Snaking and old New Orleans pipes
The historic housing stock here calls for a careful hand. Brittle old clay and corroded cast-iron laterals can be damaged by an aggressive cable, and a snake driven hard into a pipe that’s already cracked or offset at a joint can make matters worse. An experienced local pro reads the resistance, knows when a line feels like it has roots or a structural defect rather than a simple clog, and recommends a camera look instead of forcing the cable. Snaking is gentle and effective on a sound line; on a failing one, it’s a diagnostic clue.
What snaking costs
Cabling a single accessible drain is one of the most affordable plumbing services there is, which is part of why it’s the default first move. Cost rises modestly for a main-line clearing through a cleanout, and more if there’s no cleanout and the tech has to access the line another way. Because snaking is inexpensive, it’s easy to fall into a pattern of repeated snakings on a line that really needs jetting or repair — if you’ve had the same drain cabled more than once or twice, the math usually favors finding the cause.

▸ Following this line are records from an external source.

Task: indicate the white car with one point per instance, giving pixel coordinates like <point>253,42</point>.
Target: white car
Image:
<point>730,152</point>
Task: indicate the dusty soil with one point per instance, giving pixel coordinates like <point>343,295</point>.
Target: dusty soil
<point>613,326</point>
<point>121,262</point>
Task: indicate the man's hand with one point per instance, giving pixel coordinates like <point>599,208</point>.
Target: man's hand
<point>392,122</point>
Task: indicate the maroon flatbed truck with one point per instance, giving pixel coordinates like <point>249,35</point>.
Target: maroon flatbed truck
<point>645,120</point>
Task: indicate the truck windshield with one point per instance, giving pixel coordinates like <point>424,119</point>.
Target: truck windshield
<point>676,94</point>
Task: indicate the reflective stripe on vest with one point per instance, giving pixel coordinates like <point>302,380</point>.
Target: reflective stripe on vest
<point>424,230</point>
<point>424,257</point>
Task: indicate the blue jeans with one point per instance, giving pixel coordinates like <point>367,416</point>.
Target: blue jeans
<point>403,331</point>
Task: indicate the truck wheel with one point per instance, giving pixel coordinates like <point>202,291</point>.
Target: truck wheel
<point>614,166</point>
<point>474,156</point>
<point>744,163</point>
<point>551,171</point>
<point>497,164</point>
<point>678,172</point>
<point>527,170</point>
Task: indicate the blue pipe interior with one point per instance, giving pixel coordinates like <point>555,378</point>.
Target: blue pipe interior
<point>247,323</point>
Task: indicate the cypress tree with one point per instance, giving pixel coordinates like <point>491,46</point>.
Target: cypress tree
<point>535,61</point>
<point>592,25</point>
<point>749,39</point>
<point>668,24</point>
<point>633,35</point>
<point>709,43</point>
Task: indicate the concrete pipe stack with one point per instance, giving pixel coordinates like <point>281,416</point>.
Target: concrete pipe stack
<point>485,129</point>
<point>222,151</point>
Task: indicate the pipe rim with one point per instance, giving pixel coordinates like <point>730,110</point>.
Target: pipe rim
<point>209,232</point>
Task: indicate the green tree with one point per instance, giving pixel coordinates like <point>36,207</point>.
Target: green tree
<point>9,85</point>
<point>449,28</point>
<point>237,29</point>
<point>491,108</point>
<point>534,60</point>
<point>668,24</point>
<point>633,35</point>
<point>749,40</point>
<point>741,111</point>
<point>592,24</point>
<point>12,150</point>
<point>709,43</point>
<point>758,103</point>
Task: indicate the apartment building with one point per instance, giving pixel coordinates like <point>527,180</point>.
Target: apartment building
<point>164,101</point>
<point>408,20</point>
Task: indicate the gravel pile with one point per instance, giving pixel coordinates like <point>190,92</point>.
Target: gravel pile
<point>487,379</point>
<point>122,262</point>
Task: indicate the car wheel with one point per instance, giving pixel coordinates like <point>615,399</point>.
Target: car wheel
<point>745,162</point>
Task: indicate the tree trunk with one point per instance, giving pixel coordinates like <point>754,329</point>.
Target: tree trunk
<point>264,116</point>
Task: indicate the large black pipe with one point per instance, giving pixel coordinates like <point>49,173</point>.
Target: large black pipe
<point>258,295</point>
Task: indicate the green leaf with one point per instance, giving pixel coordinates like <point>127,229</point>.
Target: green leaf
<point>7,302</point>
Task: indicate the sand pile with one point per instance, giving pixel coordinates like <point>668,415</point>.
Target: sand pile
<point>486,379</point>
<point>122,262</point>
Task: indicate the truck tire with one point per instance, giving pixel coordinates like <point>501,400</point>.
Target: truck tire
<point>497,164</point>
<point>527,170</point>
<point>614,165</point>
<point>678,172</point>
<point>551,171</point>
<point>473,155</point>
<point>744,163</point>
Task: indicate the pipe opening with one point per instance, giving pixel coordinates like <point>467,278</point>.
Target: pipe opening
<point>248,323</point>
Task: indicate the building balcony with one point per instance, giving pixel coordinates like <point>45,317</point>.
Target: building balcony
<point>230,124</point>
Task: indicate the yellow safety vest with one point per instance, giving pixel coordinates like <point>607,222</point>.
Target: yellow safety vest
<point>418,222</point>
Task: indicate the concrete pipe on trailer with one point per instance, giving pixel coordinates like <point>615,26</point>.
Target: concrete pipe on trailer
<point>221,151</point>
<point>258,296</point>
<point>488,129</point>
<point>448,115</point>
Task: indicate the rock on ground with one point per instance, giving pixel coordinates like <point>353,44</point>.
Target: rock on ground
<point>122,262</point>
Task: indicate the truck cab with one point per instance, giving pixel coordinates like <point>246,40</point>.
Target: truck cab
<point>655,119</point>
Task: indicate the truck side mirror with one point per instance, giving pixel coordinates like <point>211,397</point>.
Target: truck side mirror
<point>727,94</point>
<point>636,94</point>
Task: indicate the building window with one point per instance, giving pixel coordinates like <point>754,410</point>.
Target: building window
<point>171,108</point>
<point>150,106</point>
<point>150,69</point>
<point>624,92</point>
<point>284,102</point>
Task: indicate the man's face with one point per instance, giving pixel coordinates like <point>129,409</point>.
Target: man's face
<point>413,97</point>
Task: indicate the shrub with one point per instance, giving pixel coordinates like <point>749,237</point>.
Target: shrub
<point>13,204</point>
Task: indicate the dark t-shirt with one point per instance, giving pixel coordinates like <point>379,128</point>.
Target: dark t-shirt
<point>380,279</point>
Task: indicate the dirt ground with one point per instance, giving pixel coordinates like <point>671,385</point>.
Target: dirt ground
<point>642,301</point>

How to know when snaking isn’t enough
A few signs tell you a clog needs more than a cable: it returns within weeks or months, it affects more than one fixture, the cable pulls back roots or grease, or it’s in an old line you suspect is failing. In any of these cases, the next step isn’t another snaking — it’s a camera inspection to see the pipe and a decision about jetting or repair. Snaking is the right tool for a clog; it’s the wrong tool for a problem.